Тот взял, развернул и уставился в формулы и цифры.
— М-да, — протянул он нечто неопределенное и почесал затылок.
— В общем, так, — сказал я требовательным голосом, чтобы Чемоданов не вздумал отнекиваться. — Даю тебе два дня на то, чтобы халтуру исправить. Допиши необходимые выводы, и я от тебя отстану.
К моему негодованию, Чемоданов вдруг сложил лист и протянул его мне.
— Не, Серёнька, — покачал он головой. — Не буду. Я завязал.
— Что значит «завязал»?! — вспылил я.
— Я с физикой больше дел не имею, — пояснил Чемоданов. — Она у меня уже в печенках сидит. Тошнить начинает, только о ней подумаю.
Я от негодования даже вскочил со стула.
— Вот что, непризнанный гений! — крикнул я, размахивая у лица Чемоданова кулаком. — Ты что меня под монастырь подводишь? Сплавил мне черт-те что — и в кусты! Да если бы я знал, что в диссертации нет главных выводов, я бы ни за что у тебя ее не купил!
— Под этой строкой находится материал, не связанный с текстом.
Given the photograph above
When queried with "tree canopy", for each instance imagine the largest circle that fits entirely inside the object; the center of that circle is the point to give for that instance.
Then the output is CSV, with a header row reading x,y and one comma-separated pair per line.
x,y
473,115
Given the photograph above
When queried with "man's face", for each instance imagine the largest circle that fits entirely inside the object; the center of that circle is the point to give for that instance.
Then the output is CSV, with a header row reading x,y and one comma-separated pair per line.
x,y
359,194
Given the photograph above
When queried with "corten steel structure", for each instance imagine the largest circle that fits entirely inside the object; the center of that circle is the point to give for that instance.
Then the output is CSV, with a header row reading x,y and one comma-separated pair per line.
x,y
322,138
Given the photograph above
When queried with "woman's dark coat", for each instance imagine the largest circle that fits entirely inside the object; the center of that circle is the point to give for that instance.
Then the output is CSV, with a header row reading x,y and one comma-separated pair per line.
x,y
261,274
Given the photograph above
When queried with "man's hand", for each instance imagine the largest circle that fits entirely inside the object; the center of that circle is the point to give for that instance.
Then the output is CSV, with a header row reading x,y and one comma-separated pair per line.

— Да пойми ты! — сдавленным голосом оправдывался Чемоданов. — Это вчерашний день! Поезд ушел! Я к физике больше не возвращаюсь! Все! Точка! Амба!
— Хорошо, — произнес я, снимая пальто. От избытка эмоций мне даже жарко стало. — Я все понимаю. Тебе надоела физика. Ты давно не открывал учебники. Ты завязал. Но я прошу тебя! Надо собраться, взять волю в кулак и заставить себя довести работу до конца!
— …да пойми ты меня! — пытался вставить слово Чемоданов, прикладывая руку к сердцу.
— Ты хочешь денег? Черт с тобой, я дам тебе денег! Сколько ты хочешь за две-три странички? Десять баксов?
— Не, Серёнька, не могу.
— Двадцать? — допытывался я.
— Даже за сто не буду, и не проси!
Я обалдел от такой наглости. Он отказывается от ста долларов, за которые рабочий месяц на заводе горбатится!
— Слушай, — произнес я, — ты меня лучше не зли. Мне отступать некуда. Коль я заварил кашу с твоей диссертацией, то расхлебывать ее будем вдвоем. Даю двести баксов — и ты немедленно приступаешь к работе!
Но негодяй Чемоданов опять отрицательно покачал головой. Я не мог поверить, чтобы этот немытый и небритый клоп проявлял столь необычное упрямство.
— Сколько же ты хочешь?! — рявкнул я.
Чемоданов не без удовольствия снова развернул листок, долго смотрел в него, морщил лоб, шевелил губами, будто считал количество символов и букв, и наконец выдал:
— Пятьсот долларов!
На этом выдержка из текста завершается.